Milagros Pérez Oliva, exdefensora del lector del diario madrileño El País y ahora columnista, escribió el 13 de noviembre, lo siguiente: “Si los periodistas no somos capaces de autorregularnos y garantizar una información de calidad, rigurosa y fiable, nuestro prestigio seguirá cayendo y seremos presa fácil de campañas como las de Trump. Pronto surgirán propuestas para regularnos desde el poder político. Y eso ya sabemos qué tipo de peligro representa para la libertad de expresión y el derecho a la información”.
Añadió: “Una sociedad compleja como la nuestra, necesita mucha y muy buena información para poder tomar decisiones acertadas. Una mala información conduce a una democracia de peor calidad”.
Y para resumir las citas, el periodista Gerardo Albarrán de Alba, manifestó en la inauguración del Tercer Congreso de Defensores de las Audiencias, efectuado del 7 al 9 de noviembre en Ciudad de México, que “El ciudadano no debe eludir la responsabilidad social de pensar, y por lo tanto, de buscar información de calidad y de discernir entre la calidad de las fuentes de información…”.
La calidad periodística es asunto de todos. Los periodistas debemos observar los principios éticos profesionales, la veracidad, el primero.

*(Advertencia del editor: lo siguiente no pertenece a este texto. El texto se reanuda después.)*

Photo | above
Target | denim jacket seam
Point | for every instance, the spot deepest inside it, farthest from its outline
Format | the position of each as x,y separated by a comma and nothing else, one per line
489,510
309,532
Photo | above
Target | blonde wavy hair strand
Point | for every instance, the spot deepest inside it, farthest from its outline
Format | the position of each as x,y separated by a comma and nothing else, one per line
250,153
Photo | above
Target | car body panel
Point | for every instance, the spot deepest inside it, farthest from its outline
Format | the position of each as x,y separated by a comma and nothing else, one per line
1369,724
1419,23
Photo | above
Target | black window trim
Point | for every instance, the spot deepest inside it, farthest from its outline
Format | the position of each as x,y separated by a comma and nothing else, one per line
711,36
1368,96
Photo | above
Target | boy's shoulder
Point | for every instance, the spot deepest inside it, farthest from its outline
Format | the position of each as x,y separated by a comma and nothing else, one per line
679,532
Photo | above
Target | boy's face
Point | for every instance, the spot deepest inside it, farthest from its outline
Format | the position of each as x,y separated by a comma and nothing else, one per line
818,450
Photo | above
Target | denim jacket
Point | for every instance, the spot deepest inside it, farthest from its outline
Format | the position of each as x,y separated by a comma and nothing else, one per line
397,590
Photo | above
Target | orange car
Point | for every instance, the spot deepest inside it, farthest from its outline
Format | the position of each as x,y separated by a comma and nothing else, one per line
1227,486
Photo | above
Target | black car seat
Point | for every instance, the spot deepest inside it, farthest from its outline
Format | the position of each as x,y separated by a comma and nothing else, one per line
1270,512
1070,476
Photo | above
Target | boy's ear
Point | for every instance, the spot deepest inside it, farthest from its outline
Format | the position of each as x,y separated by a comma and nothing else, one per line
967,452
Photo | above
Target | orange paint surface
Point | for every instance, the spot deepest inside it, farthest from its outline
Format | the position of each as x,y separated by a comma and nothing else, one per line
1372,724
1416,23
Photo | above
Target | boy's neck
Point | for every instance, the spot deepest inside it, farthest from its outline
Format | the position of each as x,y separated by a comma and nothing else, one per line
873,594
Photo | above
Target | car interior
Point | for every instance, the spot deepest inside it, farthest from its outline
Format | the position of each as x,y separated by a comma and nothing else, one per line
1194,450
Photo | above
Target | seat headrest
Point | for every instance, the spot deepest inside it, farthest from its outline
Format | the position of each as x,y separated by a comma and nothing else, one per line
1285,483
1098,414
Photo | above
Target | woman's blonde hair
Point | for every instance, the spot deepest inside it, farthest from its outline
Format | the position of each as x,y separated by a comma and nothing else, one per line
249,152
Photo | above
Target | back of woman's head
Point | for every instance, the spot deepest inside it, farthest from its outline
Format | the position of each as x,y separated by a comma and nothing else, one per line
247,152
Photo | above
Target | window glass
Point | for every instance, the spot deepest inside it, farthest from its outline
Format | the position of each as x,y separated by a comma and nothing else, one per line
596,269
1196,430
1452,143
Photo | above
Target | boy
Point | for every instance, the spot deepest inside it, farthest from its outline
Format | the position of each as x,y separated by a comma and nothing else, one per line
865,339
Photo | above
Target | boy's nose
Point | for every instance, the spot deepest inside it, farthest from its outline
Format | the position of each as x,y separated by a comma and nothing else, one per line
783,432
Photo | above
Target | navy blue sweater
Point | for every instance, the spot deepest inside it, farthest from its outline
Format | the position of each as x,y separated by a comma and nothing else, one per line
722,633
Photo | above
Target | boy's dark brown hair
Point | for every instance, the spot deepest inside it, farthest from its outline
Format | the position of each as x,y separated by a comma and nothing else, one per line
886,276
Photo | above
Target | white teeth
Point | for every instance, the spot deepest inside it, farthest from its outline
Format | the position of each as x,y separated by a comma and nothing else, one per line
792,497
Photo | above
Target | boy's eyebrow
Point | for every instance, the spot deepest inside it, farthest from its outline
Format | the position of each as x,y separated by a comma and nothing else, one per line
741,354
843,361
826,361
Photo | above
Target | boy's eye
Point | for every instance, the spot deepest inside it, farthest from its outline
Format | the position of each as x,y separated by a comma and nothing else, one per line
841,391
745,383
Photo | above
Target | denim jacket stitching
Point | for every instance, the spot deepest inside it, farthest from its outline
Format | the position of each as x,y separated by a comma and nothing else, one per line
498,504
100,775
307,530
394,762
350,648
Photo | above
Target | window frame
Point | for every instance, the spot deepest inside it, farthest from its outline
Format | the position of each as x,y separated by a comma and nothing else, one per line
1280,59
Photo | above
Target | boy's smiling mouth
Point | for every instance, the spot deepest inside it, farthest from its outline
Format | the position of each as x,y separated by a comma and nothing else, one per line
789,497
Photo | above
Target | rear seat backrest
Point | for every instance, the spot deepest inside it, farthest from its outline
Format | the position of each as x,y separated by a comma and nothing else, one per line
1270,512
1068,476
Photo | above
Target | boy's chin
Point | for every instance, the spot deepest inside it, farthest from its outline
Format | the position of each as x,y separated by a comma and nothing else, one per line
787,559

Y a propósito, en estos días el diccionario Oxford proclamó el término posverdad como la palabra del año, al acoger un concepto que quieren posicionar los políticos para indicar que la verdad no importa ya, lo que vale es la posverdad, basada en lo que cree la gente, o sea en convicciones emocionales aunque estas riñan con la racionalidad y los hechos verdaderos.
Las posverdades inundan redes sociales e internet, en tanto que los medios hablan de hechos reales, verificados y contrastados. Ahí está una clave de la confusión a la que se refiere la lectora Ligia Omaira Betancur.
Los lectores críticos deben aprender a diferenciar estos conceptos porque de la calidad de la información va a depender también la calidad de la democracia y la calidad de nuestra experiencia vital.
Creo que las facultades de periodismo y comunicación tienen un filón para ahondar en estos asuntos de verdad vs. posverdad y medios vs. redes sociales.